When they came back to the path, our young heroine still crying and fighting for her sanity, the shards of the life she had ended by accident mixed with the shards of the affection and trust she had once have for the circus dogs. They were influenced by something in her. Maybe the hope for it to be a dream, maybe her guilt and the impossible dream to take it all back.
Something resembling a person, not dead, not alive, a body and a mind, but no soul and no energy started walking next to her. It fed on her physical strength and will to live, making her too exhausted to be scared.
The Scout noticed it was too much effort for the girl, and forced the ghost to leave. Some say he didn't care that it would starve. Some think he knew the creature would find humans lost in this world. The truth is, whether he knew it or not, this kind of ghost don't starve.
They stop.
You will see them from afar once in a while: very realistic statues of sleeping people in caves or improvised shelters in the forest; or even worse, lying in the path or next to it, as if they had been trying to arrive to a safe place.

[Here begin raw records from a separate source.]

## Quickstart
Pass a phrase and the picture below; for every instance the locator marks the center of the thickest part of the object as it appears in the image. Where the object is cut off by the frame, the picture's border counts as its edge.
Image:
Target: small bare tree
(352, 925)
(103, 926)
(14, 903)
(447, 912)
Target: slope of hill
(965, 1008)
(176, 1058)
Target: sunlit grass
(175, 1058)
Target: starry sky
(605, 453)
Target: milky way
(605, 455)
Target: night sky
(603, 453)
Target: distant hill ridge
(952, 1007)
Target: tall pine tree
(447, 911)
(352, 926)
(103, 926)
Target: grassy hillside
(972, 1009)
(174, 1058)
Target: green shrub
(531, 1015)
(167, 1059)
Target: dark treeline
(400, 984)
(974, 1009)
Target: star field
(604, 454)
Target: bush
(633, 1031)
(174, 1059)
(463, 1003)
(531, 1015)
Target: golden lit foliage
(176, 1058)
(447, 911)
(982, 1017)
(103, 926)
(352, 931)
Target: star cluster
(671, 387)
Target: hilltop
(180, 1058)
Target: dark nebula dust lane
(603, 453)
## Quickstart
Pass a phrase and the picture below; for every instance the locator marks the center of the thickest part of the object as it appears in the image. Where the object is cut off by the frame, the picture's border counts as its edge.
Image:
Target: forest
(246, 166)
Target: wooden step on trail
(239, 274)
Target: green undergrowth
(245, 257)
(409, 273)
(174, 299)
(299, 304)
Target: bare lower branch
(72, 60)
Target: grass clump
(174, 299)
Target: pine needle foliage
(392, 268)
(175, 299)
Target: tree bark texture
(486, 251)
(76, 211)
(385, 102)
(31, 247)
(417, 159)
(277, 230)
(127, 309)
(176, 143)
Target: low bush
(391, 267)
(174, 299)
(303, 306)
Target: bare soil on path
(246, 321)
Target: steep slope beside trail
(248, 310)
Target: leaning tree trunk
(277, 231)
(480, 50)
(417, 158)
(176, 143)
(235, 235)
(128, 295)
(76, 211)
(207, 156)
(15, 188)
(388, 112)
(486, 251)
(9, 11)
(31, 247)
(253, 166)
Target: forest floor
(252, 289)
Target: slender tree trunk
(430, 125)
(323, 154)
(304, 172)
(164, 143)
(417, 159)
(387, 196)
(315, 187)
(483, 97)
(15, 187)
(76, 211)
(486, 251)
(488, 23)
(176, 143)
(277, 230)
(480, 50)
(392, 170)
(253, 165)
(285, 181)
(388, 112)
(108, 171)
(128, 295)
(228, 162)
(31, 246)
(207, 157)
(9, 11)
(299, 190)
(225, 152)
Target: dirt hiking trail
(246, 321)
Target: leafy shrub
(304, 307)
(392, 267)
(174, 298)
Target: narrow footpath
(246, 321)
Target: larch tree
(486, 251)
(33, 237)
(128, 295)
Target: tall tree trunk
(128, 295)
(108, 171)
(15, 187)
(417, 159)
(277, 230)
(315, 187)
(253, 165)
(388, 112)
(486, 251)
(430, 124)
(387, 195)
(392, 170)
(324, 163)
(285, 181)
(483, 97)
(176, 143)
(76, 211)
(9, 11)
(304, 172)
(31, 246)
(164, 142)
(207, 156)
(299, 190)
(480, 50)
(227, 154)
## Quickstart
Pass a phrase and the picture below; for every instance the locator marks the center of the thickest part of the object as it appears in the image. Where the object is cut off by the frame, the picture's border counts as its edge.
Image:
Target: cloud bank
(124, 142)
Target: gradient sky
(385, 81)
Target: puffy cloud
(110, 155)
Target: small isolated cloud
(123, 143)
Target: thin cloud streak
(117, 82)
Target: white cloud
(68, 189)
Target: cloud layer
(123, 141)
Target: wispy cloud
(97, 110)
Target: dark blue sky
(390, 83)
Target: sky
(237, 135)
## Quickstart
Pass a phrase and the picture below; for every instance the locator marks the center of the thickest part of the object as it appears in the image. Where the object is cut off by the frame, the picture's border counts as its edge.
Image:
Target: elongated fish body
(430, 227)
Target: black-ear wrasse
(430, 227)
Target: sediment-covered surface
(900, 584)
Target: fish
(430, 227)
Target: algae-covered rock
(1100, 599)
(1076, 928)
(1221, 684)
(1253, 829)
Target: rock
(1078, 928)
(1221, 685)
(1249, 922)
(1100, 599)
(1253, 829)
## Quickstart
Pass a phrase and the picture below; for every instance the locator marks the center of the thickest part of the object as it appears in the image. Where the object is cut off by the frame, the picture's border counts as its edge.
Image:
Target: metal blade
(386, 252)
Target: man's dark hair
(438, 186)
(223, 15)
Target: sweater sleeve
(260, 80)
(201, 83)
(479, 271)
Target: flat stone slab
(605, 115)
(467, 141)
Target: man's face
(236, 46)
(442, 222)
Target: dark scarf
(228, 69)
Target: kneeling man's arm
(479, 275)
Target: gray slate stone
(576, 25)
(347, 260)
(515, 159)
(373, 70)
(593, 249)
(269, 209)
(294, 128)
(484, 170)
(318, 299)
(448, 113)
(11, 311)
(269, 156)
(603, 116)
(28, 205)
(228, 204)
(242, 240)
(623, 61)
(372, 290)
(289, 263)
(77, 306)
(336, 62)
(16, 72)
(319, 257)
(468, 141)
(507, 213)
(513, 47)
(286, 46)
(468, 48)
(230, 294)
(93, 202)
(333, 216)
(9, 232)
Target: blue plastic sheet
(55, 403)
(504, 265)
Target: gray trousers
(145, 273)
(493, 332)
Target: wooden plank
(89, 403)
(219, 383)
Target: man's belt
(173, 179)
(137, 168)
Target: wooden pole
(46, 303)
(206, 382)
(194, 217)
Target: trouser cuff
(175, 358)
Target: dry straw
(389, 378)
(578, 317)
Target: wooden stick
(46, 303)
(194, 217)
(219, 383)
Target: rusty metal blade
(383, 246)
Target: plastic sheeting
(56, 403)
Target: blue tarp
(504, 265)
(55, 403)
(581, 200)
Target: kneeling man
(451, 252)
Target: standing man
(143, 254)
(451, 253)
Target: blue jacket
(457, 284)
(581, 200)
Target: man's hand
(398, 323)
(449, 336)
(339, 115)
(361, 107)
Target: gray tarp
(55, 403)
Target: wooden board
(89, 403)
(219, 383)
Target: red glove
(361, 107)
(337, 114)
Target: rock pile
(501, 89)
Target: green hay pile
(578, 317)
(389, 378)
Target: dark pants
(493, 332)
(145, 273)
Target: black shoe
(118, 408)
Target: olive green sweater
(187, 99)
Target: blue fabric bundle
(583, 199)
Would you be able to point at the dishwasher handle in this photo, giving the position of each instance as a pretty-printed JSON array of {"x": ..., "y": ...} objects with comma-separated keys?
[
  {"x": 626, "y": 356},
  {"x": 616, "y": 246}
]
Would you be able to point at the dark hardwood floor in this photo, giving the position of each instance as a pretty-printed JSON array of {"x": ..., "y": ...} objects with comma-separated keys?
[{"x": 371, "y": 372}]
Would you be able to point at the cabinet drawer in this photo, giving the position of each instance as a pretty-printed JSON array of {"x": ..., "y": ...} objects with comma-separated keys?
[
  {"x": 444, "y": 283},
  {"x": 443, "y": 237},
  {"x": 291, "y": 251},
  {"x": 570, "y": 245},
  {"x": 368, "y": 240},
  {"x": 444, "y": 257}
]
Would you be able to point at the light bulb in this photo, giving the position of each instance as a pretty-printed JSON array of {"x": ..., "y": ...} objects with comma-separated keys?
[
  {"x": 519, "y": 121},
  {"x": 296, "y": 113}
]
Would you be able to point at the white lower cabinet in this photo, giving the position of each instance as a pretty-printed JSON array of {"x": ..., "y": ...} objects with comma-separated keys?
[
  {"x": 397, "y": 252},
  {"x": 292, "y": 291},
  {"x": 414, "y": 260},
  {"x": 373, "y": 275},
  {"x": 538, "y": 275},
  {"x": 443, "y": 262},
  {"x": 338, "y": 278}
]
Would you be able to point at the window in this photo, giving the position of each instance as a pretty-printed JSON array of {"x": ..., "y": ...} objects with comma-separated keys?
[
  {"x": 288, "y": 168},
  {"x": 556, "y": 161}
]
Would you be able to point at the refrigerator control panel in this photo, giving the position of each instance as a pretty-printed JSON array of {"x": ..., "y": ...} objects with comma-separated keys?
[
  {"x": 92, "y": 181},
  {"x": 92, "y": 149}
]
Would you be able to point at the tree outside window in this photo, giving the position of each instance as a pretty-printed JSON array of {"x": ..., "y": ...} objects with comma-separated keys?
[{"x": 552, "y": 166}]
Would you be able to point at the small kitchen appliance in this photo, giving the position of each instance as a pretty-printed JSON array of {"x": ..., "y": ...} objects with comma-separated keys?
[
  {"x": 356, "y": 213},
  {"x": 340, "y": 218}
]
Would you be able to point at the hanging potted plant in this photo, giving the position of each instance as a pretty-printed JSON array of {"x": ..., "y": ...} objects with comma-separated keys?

Don't go near them if they are too many, or if you are in poor health of body or mind. You see, they need little energy each, and they are usually decent enough to not wanting to kill you, so you should be okay if you are more alive that they are dead. You see, the youth vultures only want to be alive, and usually they care a lot about other people wanting the same—which is probably why a biologist decided to name them after scavengers instead of predators. But they don't know if they are taking too much, and not all of them will stop feeding on you because you say you are feeling dizzy.
A Beat will prevent them from taking all of your energy, but the encounter will debilitate you nonetheless, so you will still feel exhausted and sick if you approach more than you can feed. It might even be bad enough to trigger another condition in your body and killing you on the long term.
If you feel confident—or suicidal—they will be thankful for your help. They might want to pay back, or be easily persuaded to do so, but honestly, you need to be quite a monster to ask to be paid for providing food to a starving being, even if said being is a ghost.